= Disjunctive sequence =

Sequence in which every finite string appears as a subsequence

A disjunctive sequence is an infinite sequence of characters drawn from a finite alphabet, in which every finite string appears as a substring. For instance, the Champernowne constant defined by concatenating the base-10 representations of the positive integers:
C_{10} = 0.1234567891011121314151617181920...
clearly contains all the strings and so is disjunctive.

Any normal sequence (a sequence in which each string of equal length appears with equal frequency) is disjunctive, but the converse is not true. For example, letting 0^{n} denote the string of length n consisting of all 0s, consider the sequence

$0\ 0^1\ 1\ 0^2\ 00\ 0^4\ 01\ 0^8\ 10\ 0^{16}\ 11\ 0^{32}\ 000\ 0^{64}\ldots$

obtained by splicing exponentially long strings of 0s into the shortlex ordering of all binary strings. Most of this sequence consists of long runs of 0s, and so it is not normal, but it is still disjunctive.

The complexity function of a disjunctive sequence S over an alphabet of size k is p_{S}(n) = k^{n}.

A disjunctive sequence is recurrent but never uniformly recurrent/almost periodic.

==Examples==

The following result can be used to generate a variety of disjunctive sequences:

If a_{1}, a_{2}, a_{3}, ..., is a strictly increasing infinite sequence of positive integers such that lim _{n → ∞} (a_{n+1} / a_{n}) = 1,
then for any positive integer m and any integer base b ≥ 2, there is an a_{n} whose expression in base b starts with the expression of m in base b.
(Consequently, the infinite sequence obtained by concatenating the base-b expressions for a_{1}, a_{2}, a_{3}, ..., is disjunctive over the alphabet {0, 1, ..., b-1}.)

Two simple cases illustrate this result:
- a_{n} = n^{k}, where k is a fixed positive integer. (In this case, lim _{n → ∞} (a_{n+1} / a_{n}) = lim _{n → ∞} ( (n+1)^{k} / n^{k} ) = lim _{n → ∞} (1 + 1/n)^{k} = 1.)
 E.g., using base-ten expressions, the sequences
 123456789101112... (k = 1, positive natural numbers),
 1491625364964... (k = 2, squares),
 182764125216343... (k = 3, cubes),
 etc.,
are disjunctive on {0,1,2,3,4,5,6,7,8,9}.
- a_{n} = p_{n}, where p_{n} is the n^{th} prime number. (In this case, lim _{n → ∞} (a_{n+1} / a_{n}) = 1 is a consequence of p_{n} ~ n ln n.)
 E.g., the sequences
 23571113171923... (using base ten),
 10111011111011110110001 ... (using base two),
 etc.,
are disjunctive on the respective digit sets.

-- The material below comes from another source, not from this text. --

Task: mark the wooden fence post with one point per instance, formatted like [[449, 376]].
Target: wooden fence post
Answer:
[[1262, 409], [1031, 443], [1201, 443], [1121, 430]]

Another result that provides a variety of disjunctive sequences is as follows:
If a_{n} = floor(f(n)), where f is any non-constant polynomial with real coefficients such that f(x) > 0 for all x > 0,
then the concatenation a_{1}a_{2}a_{3}... (with the a_{n} expressed in base b) is a normal sequence in base b, and is therefore disjunctive on {0, 1, ..., b-1}.

E.g., using base-ten expressions, the sequences
 818429218031851879211521610... (with f(x) = 2x^{3} - 5x^{2} + 11x )
 591215182124273034... (with f(x) = πx + e)
are disjunctive on {0,1,2,3,4,5,6,7,8,9}.

==Rich numbers==
A rich number or disjunctive number is a real number whose expansion with respect to some base b is a disjunctive sequence over the alphabet {0,...,b−1}. Every normal number in base b is disjunctive but not conversely. The real number x is rich in base b if and only if the set { x b^{n} mod 1} is dense in the unit interval.

 A number that is disjunctive to every base is called absolutely disjunctive or is said to be a lexicon. Every string in every alphabet occurs within a lexicon. A set is called "comeager" or "residual" if it contains the intersection of a countable family of open dense sets. The set of absolutely disjunctive reals is residual. It is conjectured that every real irrational algebraic number is absolutely disjunctive.